Both kidneys are always affected. Cysts arise from the tubules throughout the nephrons but initially, involve only a portion of them

The diagnosis of ADPKD is based on family history and ultrasonographic evaluation

In up to 25% of patients with ADPKD, no family history is identified, which may be related to subclinical disease or a new genetic mutation in about 5% of cases

Patients with ADPKD typically progress to end-stage renal disease (ESRD) by the fifth or sixth decade of life. The rate of progression of ADPKD is related directly to kidney volume.

  • cysts may arise in other organs, particularly the liver; intracranial berry aneurysms are found in up to 40% of patients, predisposing to subarachnoid haemorrhage

  • ADPKD is the most common hereditary kidney disease in Western countries - ADPKD is the fourth most common renal disease requiring renal replacement therapy

  • prevalence is between 2.4/10,000 and 3.9/10,000
    • estimated that ADPKD affects 1 in every 400 to 1,000 live births

  • mutations in two genes (PKD1 and PKD2) have been identified

  • ADPKD is a multi-systemic disease characterized by the progressive development of bilateral renal cysts, resulting in enlargement of the kidney volume due to cystic formations, hypertension, haematuria, and loss of renal function

  • patients with PKD1 mutations typically have a more severe phenotype than those with PKD2 mutations

  • vasopressin and the associated cyclic adenosine monophosphate-related signalling pathways have been demonstrated to be important contributors to cyst growth in ADPKD

  • supportive treatments are recommended with the aim of reducing morbidity and mortality associated with disease manifestations - therapies aim to slow the decline in renal volume to delay progression.

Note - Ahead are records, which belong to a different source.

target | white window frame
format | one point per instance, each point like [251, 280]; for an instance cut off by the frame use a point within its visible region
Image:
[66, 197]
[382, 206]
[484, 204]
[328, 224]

  • besides lifestyle changes (low-salt diet, sufficient fluid intake, and no smoking), blood pressure control is the primary nonspecific treatment recommended by Kidney Disease -Improving Global Outcomes (KDIGO) for ADPKD patients

  • tolvaptan (vasopressin V2 receptor antagonist) has demonstrated a slower decline than placebo in the eGFR over a one year period in patients with late-stage chronic kidney disease but is associated with elevations of bilirubin and alanine aminotransferase levels.

References:

  1. Bergmann C, Guay-Woodford LM, Harris PC, et al. Polycystic kidney disease. Nat Rev Dis Primers. 2018 Dec 6;4(1):50.
  2. Barnawi RA et al. Is the light at the end of the tunnel nigh? A review of ADPKD focusing on the burden of disease and tolvaptan as a new treatment. Int J Nephrol Renovasc Dis. 2018; 11: 53-67.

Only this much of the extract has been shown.